Si è svolto questa mattina, in videoconferenza, l’incontro tra i rappresentanti delle associazioni ambientaliste riunite negli stati Generali Clima Ambiente Salute, il sindaco Gianluca Galimberti e l’assessore Simona Pasquali.

Un incontro fissato da tempo su varie questioni ma che inevitabilmente si è focalizzato sul tema della ‘rivoluzione energetica’ prefigurata nel programma ‘Cremona 20/30’ realizzato da Lgh A2a, Padania Acque, Comuni.

Due ore e mezza di confronto, dai toni anche accesi, ma senza rotture e con la disponibilità dell’amministrazione Galimberti a fornire spazi di coinvolgimento delle associazioni. Presenti all’incontro anche i rappresentanti di Lgh-A2A, Aem, Padania Acque.

Valutazioni positive sono state  espresse per il progetto di diffusione del fotovoltaico sui tetti della città e l’alimentazione con altre fonti di calore del teleriscaldamento.

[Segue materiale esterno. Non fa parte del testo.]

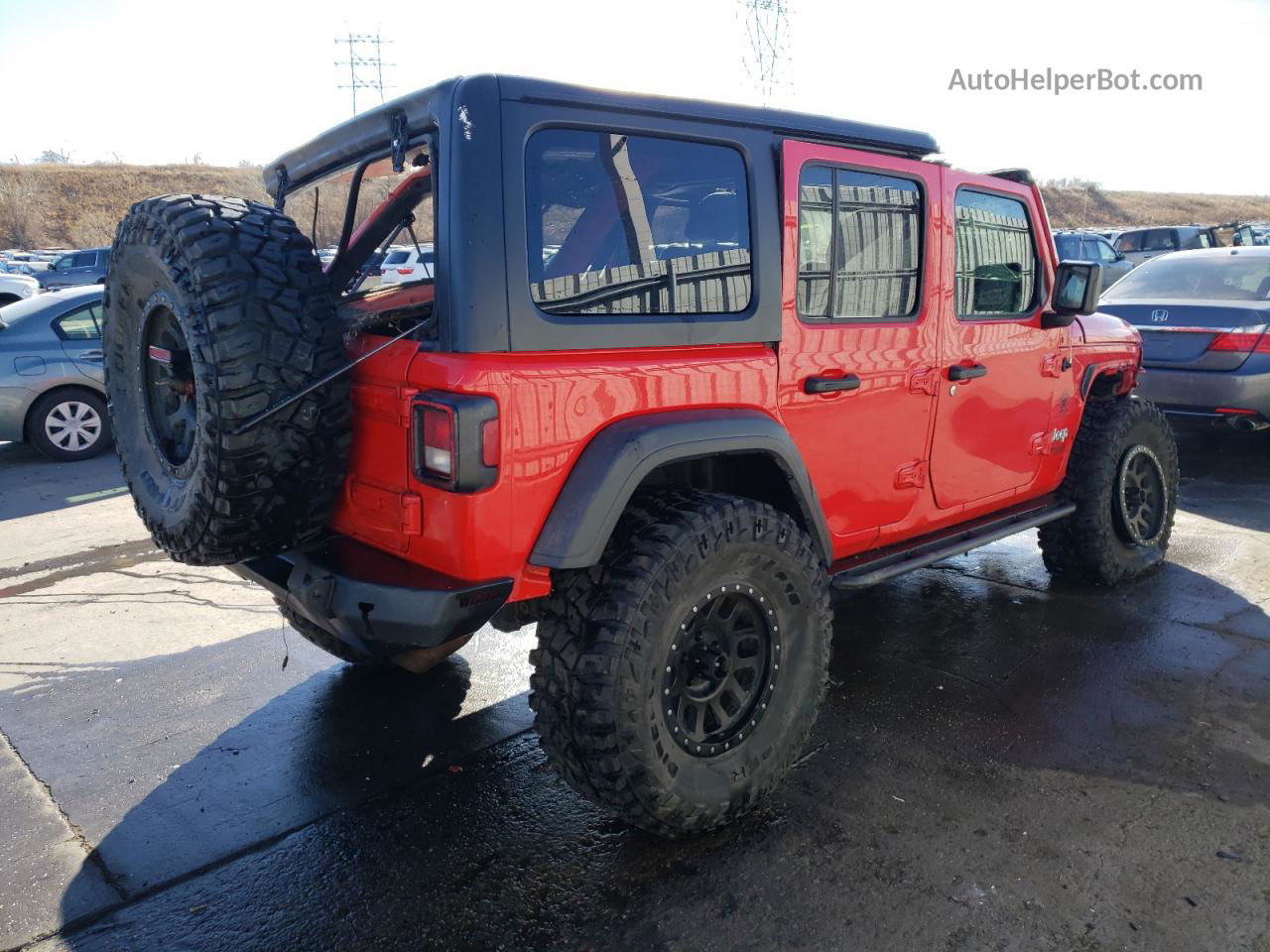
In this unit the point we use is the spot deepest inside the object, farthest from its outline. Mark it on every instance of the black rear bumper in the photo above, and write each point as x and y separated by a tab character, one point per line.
370	598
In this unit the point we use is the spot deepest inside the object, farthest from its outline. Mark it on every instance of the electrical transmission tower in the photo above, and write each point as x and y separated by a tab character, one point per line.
365	63
766	37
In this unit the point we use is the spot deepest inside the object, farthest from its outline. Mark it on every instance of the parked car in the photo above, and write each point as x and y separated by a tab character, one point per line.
1089	246
1139	245
16	287
86	267
1205	317
666	442
53	391
408	264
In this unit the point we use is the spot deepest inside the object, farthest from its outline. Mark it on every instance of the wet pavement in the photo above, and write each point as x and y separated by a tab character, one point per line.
1002	762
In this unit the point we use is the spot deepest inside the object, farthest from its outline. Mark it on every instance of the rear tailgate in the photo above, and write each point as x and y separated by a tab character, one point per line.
1196	335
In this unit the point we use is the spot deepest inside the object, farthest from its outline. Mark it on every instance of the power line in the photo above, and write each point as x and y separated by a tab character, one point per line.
365	63
766	45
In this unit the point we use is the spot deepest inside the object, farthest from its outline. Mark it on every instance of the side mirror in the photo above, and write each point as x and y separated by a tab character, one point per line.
1078	287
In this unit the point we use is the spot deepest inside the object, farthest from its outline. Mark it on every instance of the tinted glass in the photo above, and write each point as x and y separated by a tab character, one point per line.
84	324
1069	248
865	230
1222	278
635	225
996	258
1159	240
1129	243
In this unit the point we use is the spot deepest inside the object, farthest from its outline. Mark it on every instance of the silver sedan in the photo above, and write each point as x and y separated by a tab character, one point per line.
51	373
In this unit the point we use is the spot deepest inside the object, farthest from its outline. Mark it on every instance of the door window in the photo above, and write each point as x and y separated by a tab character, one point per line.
635	225
84	324
996	257
858	245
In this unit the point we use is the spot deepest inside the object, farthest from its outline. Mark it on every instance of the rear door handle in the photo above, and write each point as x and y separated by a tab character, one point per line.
829	385
959	372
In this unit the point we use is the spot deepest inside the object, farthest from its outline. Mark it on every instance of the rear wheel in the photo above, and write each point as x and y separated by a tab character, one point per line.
68	424
1123	477
677	682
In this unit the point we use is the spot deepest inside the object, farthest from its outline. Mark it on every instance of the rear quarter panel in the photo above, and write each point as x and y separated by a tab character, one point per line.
550	407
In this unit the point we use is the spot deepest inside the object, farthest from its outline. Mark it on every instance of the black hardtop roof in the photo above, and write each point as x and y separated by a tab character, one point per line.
366	135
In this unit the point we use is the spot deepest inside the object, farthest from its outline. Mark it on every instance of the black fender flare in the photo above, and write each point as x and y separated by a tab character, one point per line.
622	453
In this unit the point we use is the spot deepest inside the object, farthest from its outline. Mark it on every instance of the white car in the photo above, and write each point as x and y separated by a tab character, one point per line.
403	264
17	287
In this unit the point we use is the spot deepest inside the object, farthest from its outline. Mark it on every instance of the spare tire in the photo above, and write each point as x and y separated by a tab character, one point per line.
217	308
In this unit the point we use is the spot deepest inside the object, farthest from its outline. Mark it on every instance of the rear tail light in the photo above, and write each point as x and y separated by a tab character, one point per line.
1241	343
437	447
457	440
490	449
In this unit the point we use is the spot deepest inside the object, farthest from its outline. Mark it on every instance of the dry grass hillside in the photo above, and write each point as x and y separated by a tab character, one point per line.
68	206
1078	208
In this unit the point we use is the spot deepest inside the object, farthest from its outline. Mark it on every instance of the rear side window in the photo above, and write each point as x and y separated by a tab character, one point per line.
1129	243
996	258
1159	240
1069	248
635	225
858	244
84	324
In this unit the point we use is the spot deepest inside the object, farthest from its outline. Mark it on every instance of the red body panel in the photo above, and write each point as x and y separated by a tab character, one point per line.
899	457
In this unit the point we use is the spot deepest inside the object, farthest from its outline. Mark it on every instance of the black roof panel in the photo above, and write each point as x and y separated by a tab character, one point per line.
367	134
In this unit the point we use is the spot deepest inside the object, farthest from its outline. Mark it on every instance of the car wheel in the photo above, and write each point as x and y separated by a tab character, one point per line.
676	683
68	424
1123	477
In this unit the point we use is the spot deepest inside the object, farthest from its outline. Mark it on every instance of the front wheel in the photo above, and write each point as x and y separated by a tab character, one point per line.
1123	477
68	425
676	683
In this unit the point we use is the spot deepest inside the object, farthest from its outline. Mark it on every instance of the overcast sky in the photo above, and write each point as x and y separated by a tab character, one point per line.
230	80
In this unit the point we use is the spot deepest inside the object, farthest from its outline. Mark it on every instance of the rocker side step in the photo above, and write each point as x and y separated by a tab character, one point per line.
871	567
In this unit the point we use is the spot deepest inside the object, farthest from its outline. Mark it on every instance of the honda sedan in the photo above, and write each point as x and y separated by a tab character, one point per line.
1205	317
53	391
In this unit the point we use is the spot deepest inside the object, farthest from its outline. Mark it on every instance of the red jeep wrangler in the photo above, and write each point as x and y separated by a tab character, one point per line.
683	370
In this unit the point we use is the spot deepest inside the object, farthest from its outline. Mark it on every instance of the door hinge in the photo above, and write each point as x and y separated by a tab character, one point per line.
1055	365
912	475
924	381
407	397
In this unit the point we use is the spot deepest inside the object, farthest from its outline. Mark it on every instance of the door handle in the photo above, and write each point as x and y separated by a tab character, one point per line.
959	372
830	385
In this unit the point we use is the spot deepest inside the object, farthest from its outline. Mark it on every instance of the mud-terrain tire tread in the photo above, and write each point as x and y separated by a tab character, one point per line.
1086	546
592	615
261	318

Diversità di opinione invece sul progetto riguardante cattura e stoccaggio dell’anidride carbonica, su Power to Gas e sull’avventura sperimentale dell’idrogeno, giudicate inefficaci rispetto agli obiettivi di decarbonizzazione.

Ma soprattutto, suscita critiche l’assenza dal piano presentato di riferimenti alla chiusura del termocombustore: “Non c’è nessuna garanzia ufficiale sulla chiusura dell’inceneritore San Rocco nemmeno nel 2029”, si legge nel resoconto inviato agli aderenti da chi ha partecipato alla riunione.

Inoltre “la raccolta differenziata, che va aumentata, non termina dove dovrebbe terminare: nel recupero di materie prime seconde attraverso le piattaforme della ‘Fabbrica dei materiali’ o negli impianti di Trattamento Meccanico Biologico. Queste due opzioni qualificherebbero da sole una coraggiosa transizione ecologica. Purtroppo sono completamente assenti nel pacchetto presentato”.

Le associazioni ambientaliste valuteranno in autonomia le proposte che giungeranno dal sindaco su come proseguire il confronto, avviando una consultazione interna tra le varie anime dell’ambientalismo, non solo cittadino ma provinciale.